A SAS customer asked how to simulate data from a three-parameter lognormal distribution as specified in the PROC UNIVARIATE documentation. In particular, he wanted to incorporate a threshold parameter into the simulation.
Simulating lognormal data is easy if you remember an important fact: if X is lognormally distributed, then Y=log(X) is normally distributed. The converse is also true: If Y is normally distributed, then X=exp(Y) is lognormally distributed. Consequently, to simulate lognormal data you can simulate Y from the normal distribution and exponentiate it to get X, which is lognormally distributed by definition. If you want, you can add a threshold parameter to ensure that all values are greater than the threshold.
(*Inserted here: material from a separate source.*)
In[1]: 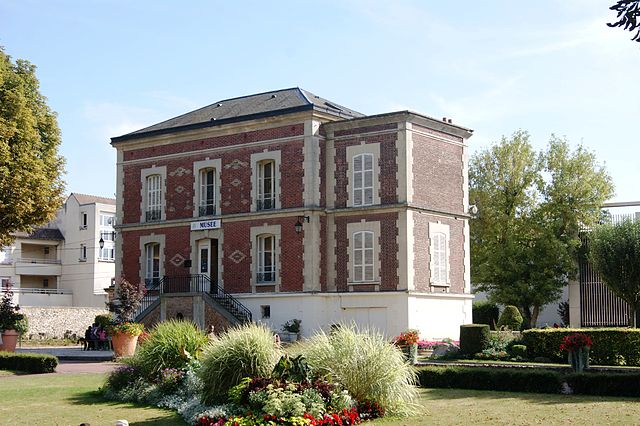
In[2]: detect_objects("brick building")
[112,88,473,337]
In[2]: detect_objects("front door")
[198,239,218,292]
Simulate a sample from a two-parameter lognormal distribution
To reiterate: if Y ~ N(μ, σ) is normally distributed with location parameter μ and scale parameter σ, then X = exp(Y) is lognormally distributed with log-location parameter μ and log-scale parameter σ. Different authors use different names for the μ and σ parameters. The PROC UNIVARIATE documentation uses the symbol ζ (zeta) instead of μ, and it calls ζ a scale parameter. Hence, I will use the symbol ζ, too. I have previously written about the relationship between the two lognormal parameters and the mean and variance of the lognormal distribution.
Regardless of what name and symbol you use, you can use the definition to simulate lognormal data. The following SAS DATA set simulates one sample of size 1000 from a lognormal distribution with parameters ζ=2 and σ=0.5. PROC UNIVARIATE then fits a two-parameter lognormal distribution to the simulated data. The maximum likelihood estimates for the sample are 2.01 and 0.49, so the estimates from the simulated data are very close to the parameter values:
ods graphics/reset; %let N = 1000; /* sample size */ data LN1; call streaminit(98765); sigma = 0.5; /* shape or log-scale parameter */ zeta = 2; /* scale or log-location parameter */ do i = 1 to &N; Y = rand("Normal", zeta, sigma); /* Y ~ N(zeta, sigma) */ X = exp(Y); /* X ~ LogN(zeta, sigma) */ output; end; keep X; run; proc univariate data=LN1; /* visualize simulated data and check fit */ histogram X / lognormal endpoints=(0 to 50 by 5) odstitle="Simulated Lognormal Data (zeta=2, sigma=0.5)"; run;
Simulate many samples from a three-parameter lognormal distribution
You can modify the previous program to simulate from a lognormal distribution that has a threshold parameter. You simply add the threshold value to the exp(Y) value, like this: X = theta + exp(Y). Because exp(Y) is always positive, X is always greater than theta, which is the threshold value.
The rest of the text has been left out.